洗剤が残った状態で日光(紫外線)に当たると、変色が加速します。窓際でPC作業をしている場合は特に注意が必要です。

失敗③「故障」につながる致命的ミス

最も避けたいのが、掃除が原因での機器故障です。

致命的ミス1:水分の基盤侵入

キーボードの隙間から液体が侵入し、内部の電子回路(基盤)に到達すると、ショート(短絡)を起こします。特に電源が入った状態で液体が侵入すると、一瞬で基盤が焼損する可能性があります。

乾燥後も、水分に含まれるミネラルや洗剤成分が基盤上に残り、腐食を引き起こし、数日~数週間後に突然故障するケースもあります。

致命的ミス2:静電気による損傷

冬場など乾燥した環境で掃除する際、人体に溜まった静電気が放電し、電子部品を破壊することがあります。特にマウスやキーボードの内部基盤は静電気に弱い部品が使われています。

掃除前に金属部分(ドアノブ等)に触れて静電気を逃がす習慣をつけましょう。

致命的ミス3:電源ONのまま掃除

電源が入ったままスプレーを吹きかけたり、濡れた布で拭いたりすると、通電状態で水分が侵入し、即座にショートします。

「少しくらい大丈夫」という油断が、数万円のキーボードを一瞬で壊す結果につながります。必ず電源を切り、プラグを抜いてから掃除を始めてください。


洗剤選びの正解:クエン酸とアルコールの徹底比較

では、PC周辺機器の掃除には何を使えば良いのでしょうか?答えは「無水エタノール」または「イソプロピルアルコール(IPA)」です。クエン酸との違いを比較しましょう。

成分と汚れへの効果の違い

クエン酸

成分: 有機酸(弱酸性)

得意な汚れ: 水垢、カルキ(アルカリ性汚れ)

不得意な汚れ: 皮脂、手垢、油分(酸性汚れ)

溶媒: 水(乾燥に時間がかかる)

用途: 水回りの掃除、電子機器以外

無水エタノール

成分: アルコール(エタノール99.5%以上)

得意な汚れ: 皮脂、手垢、油分、指紋

不得意な汚れ: 水垢(ただしPC掃除では問題にならない)

溶媒: 揮発性(数秒~数十秒で乾燥)

用途: 電子機器、精密機器、PC周辺機器

この比較からわかるように、無水エタノールはPC掃除に最適な特性を持っています。

安全性と機器への影響

無水エタノールの安全性

  • 即乾性: 揮発性が非常に高く、塗布後すぐに乾燥します。
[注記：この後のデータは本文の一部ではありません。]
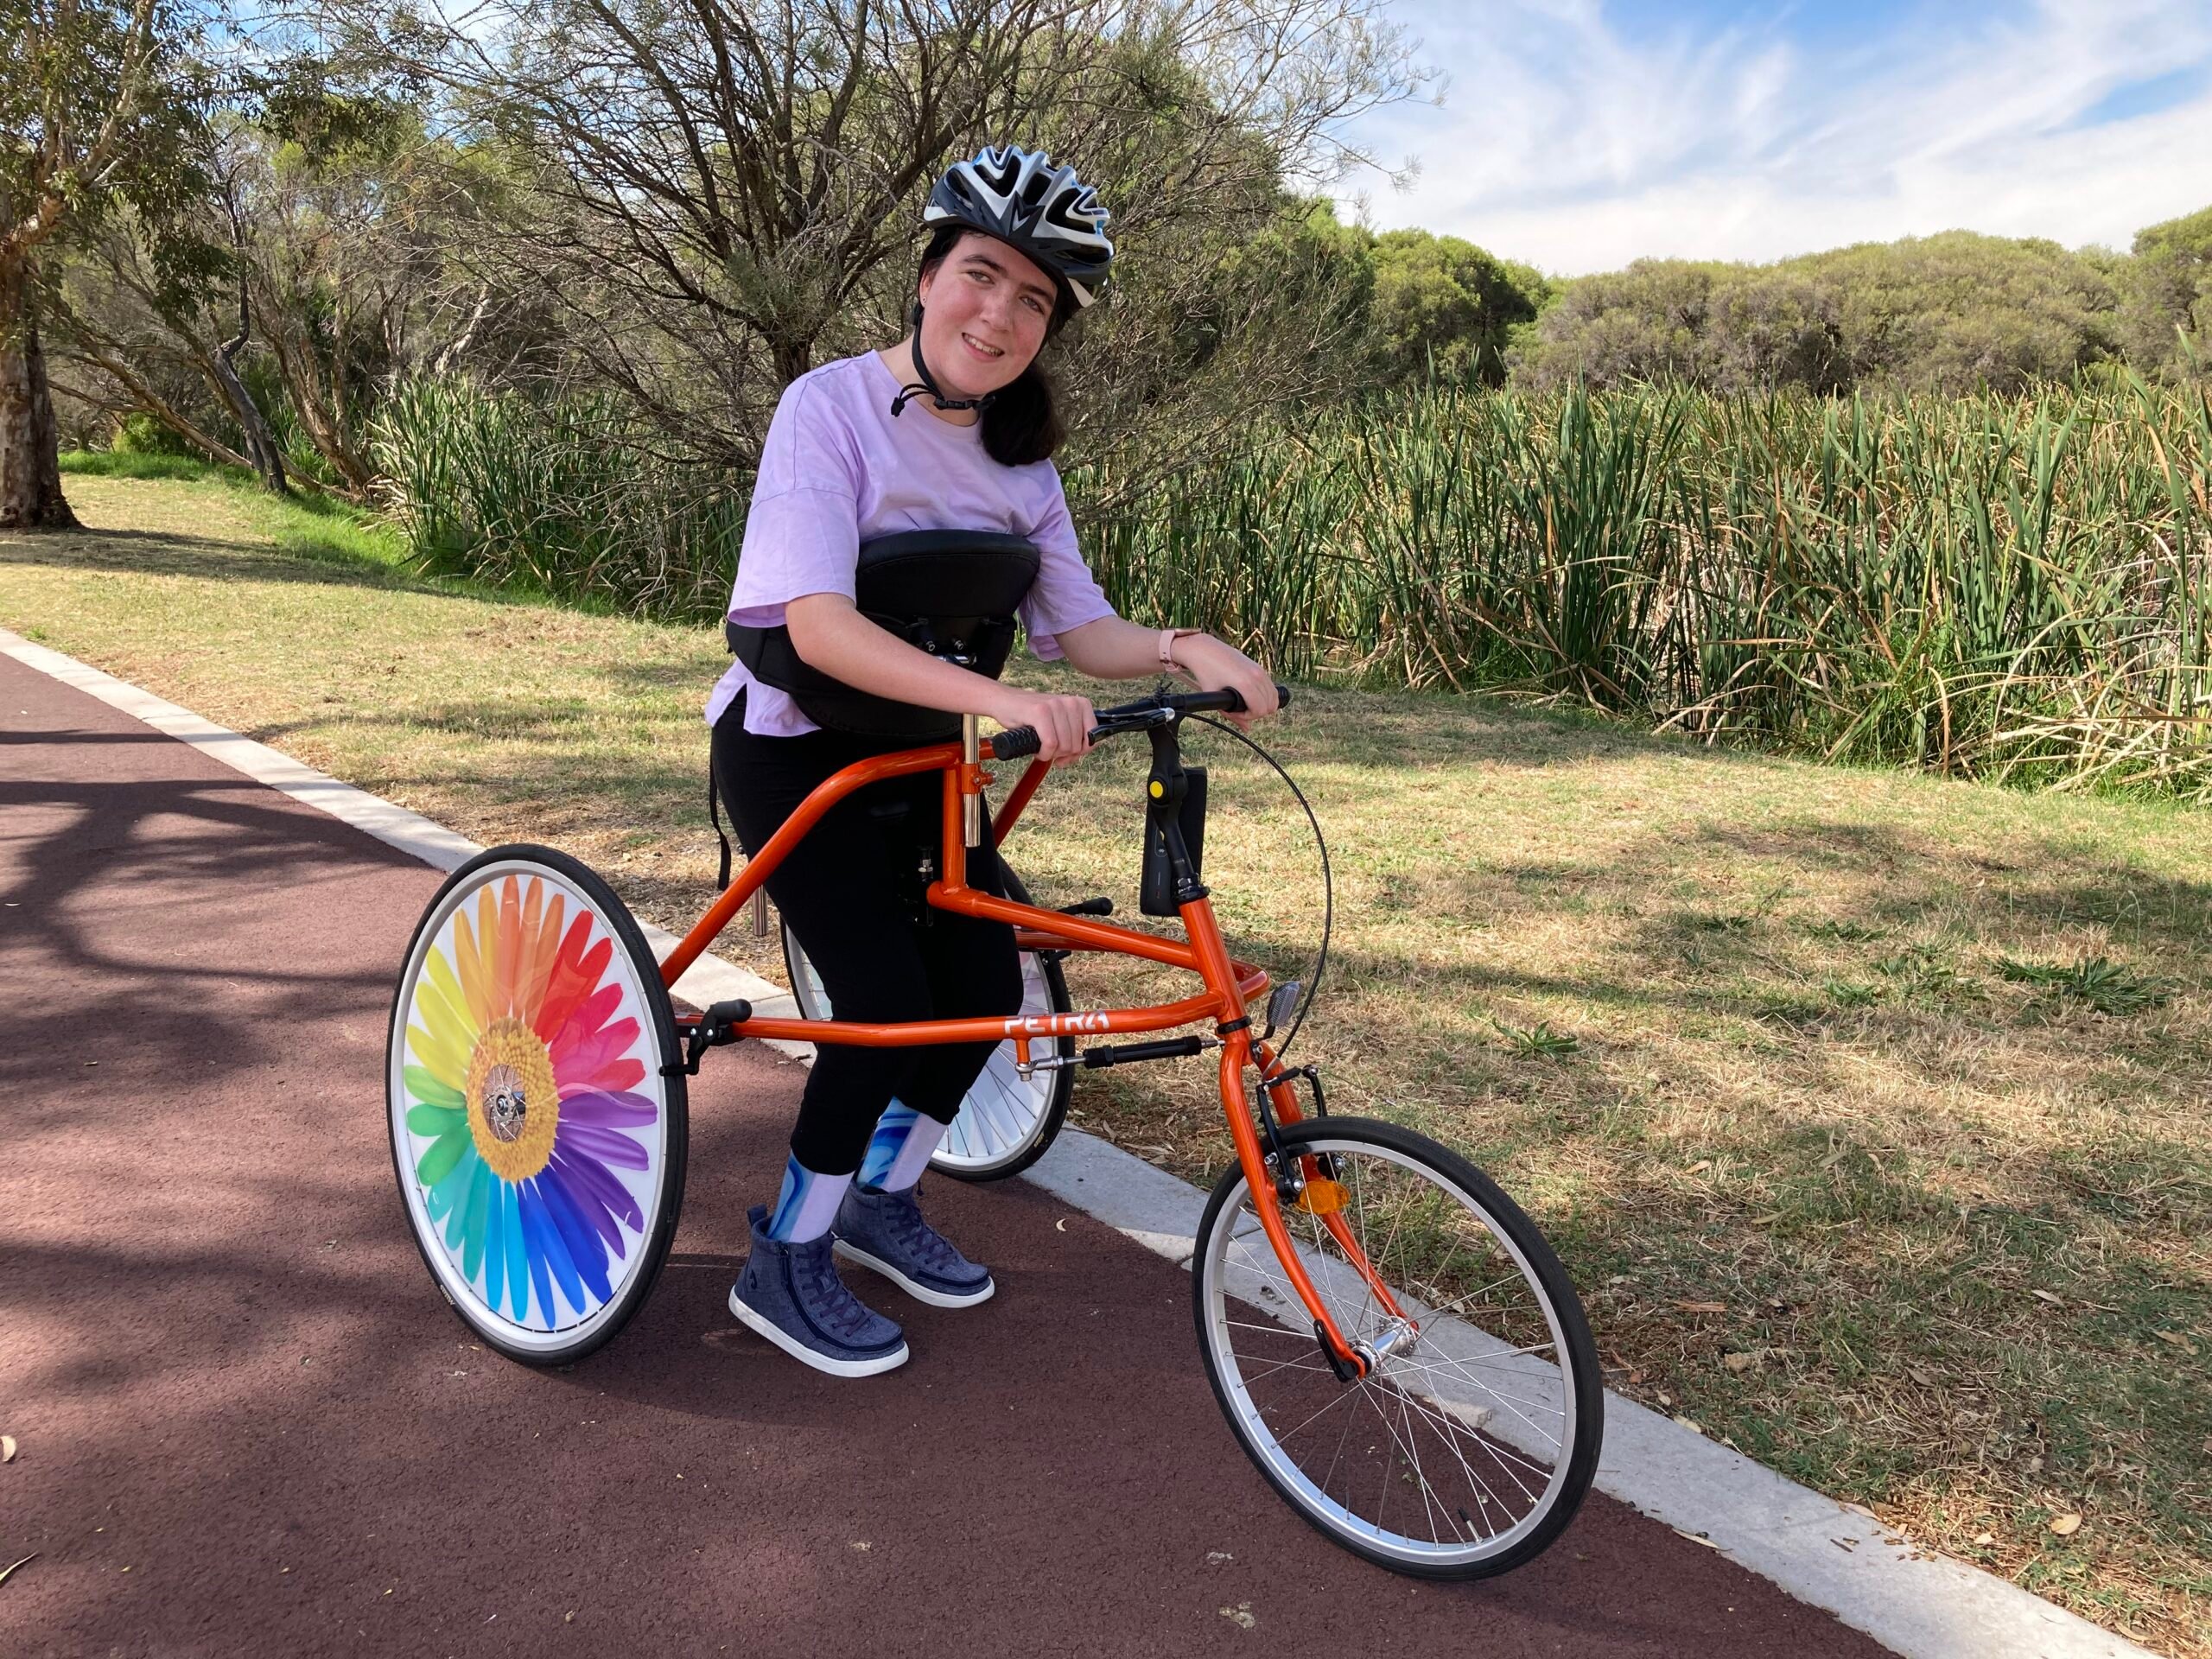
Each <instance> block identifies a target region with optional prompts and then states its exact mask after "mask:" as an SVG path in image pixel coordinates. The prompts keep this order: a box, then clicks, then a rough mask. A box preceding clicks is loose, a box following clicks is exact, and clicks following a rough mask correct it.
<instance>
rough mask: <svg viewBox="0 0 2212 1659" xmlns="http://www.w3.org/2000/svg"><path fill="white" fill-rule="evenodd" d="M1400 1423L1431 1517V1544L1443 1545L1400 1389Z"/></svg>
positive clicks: (1424, 1469)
水分が残らないため、基盤への侵入リスクが極めて低いです
  • 素材への影響: 一般的なプラスチック(ABS樹脂、PBT樹脂)には影響を与えません。ただし、ゴム製品や塗装面には注意が必要です(後述)
  • 電子機器への適合性: 電気を通さず、基盤を傷めません。PC修理の現場でも標準的に使用されています

クエン酸の安全性

  • 乾燥時間: 水溶液なので乾燥に時間がかかり、その間に内部へ侵入するリスクがあります
  • 素材への影響: 酸性のため、プラスチックの種類によっては変色・劣化のリスクがあります
  • 電子機器への適合性: 水分と残留成分が腐食を引き起こす可能性があり、推奨されません

プロが推奨する「無水エタノール」が最適解である理由

PC修理・販売20年の経験から、無水エタノールこそがPC周辺機器掃除のベストチョイスと断言できます。その理由は以下の3点です。

理由①:即乾性による安全性

無水エタノールは塗布後、数秒で蒸発します。この速乾性により、水分が内部に侵入する時間的余裕がありません。万が一隙間に入っても、基盤に到達する前に乾燥するため、安全性が非常に高いのです。

理由②:皮脂・油汚れへの高い効果

アルコールは油脂を溶解する性質があります。キーボードやマウスに付着した手垢、皮脂、化粧品の汚れなど、PC周辺機器特有の汚れを効果的に除去します。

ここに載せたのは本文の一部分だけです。